質問コーナーへようこそ。歓迎いたします。大変お待たせしました。いただいたご質問について、弘前大学 農学生命科学部 生物学科 森林生態学分野の山尾 僚先生に下記ようなご回答をいただきました。
植物も「ケミカル・コミュニケーション」と呼ばれている方法で、同一種間、異種間あるいは同一個体の異なった部位の間で、物質(アレロケミカル)によって色々な情報の発信や受容を行っています。登録番号4407を読んでください。

【山尾先生のご回答】
 胡瓜の種子が周囲の植物の種子の発芽を促すという現象が本当であれば、大変興味深い現象ですね。実は、私自身も胡瓜の種子を用いて発芽実験を行ったことがあり、確かに胡瓜の種子が近くにあると、隣の種子(この場合は同種の胡瓜の種子)の発芽が促される傾向がありました。しかし、科学的にどのような仕組みでこの現象が生じているのかは、私も解明に至ってはおりません。
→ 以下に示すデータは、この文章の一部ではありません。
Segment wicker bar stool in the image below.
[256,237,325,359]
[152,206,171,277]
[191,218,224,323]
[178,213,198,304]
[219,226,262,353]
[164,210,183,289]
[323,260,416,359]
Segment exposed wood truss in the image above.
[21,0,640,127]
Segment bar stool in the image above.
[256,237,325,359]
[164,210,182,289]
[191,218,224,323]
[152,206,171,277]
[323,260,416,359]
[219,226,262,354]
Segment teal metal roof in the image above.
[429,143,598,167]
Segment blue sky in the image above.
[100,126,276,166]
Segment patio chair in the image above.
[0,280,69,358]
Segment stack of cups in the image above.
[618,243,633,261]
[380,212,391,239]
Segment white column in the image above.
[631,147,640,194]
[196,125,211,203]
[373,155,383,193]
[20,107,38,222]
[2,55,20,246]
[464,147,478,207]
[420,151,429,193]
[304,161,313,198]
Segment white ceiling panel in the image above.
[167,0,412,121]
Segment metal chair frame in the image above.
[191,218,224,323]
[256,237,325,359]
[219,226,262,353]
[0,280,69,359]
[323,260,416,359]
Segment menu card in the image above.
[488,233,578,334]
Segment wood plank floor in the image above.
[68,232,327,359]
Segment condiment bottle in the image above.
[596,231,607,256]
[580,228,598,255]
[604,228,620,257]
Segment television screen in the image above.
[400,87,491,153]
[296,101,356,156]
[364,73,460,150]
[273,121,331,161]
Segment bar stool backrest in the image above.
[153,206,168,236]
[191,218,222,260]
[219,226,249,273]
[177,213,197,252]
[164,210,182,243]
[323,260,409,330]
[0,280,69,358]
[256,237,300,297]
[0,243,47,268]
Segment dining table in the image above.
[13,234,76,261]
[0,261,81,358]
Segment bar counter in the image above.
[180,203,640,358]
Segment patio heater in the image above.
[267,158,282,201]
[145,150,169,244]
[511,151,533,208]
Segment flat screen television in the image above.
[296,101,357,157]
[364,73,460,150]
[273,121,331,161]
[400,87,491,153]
 最近の研究では、植物が様々な化学物質を利用して周囲の環境情報を感じ取っていることがわかってきています。我々の研究では、オオバコの種子が周囲に競争者となる他種植物が存在する場合には発芽タイミングを早めることを明らかにしました。発芽タイミングを早めることで、競争相手となる植物よりも早く成長し、競争に有利になると考えられています。この現象では、実際に競争者がいなくても、競争者を浸した水抽出物によって現象が再現されることを確かめました。このことから、水溶性の化学物質が情報として重要であると我々は考えていますが、化学物質が受容されたのちにどのような仕組みで発芽の促進が生じるのかは、やはり定かではありません。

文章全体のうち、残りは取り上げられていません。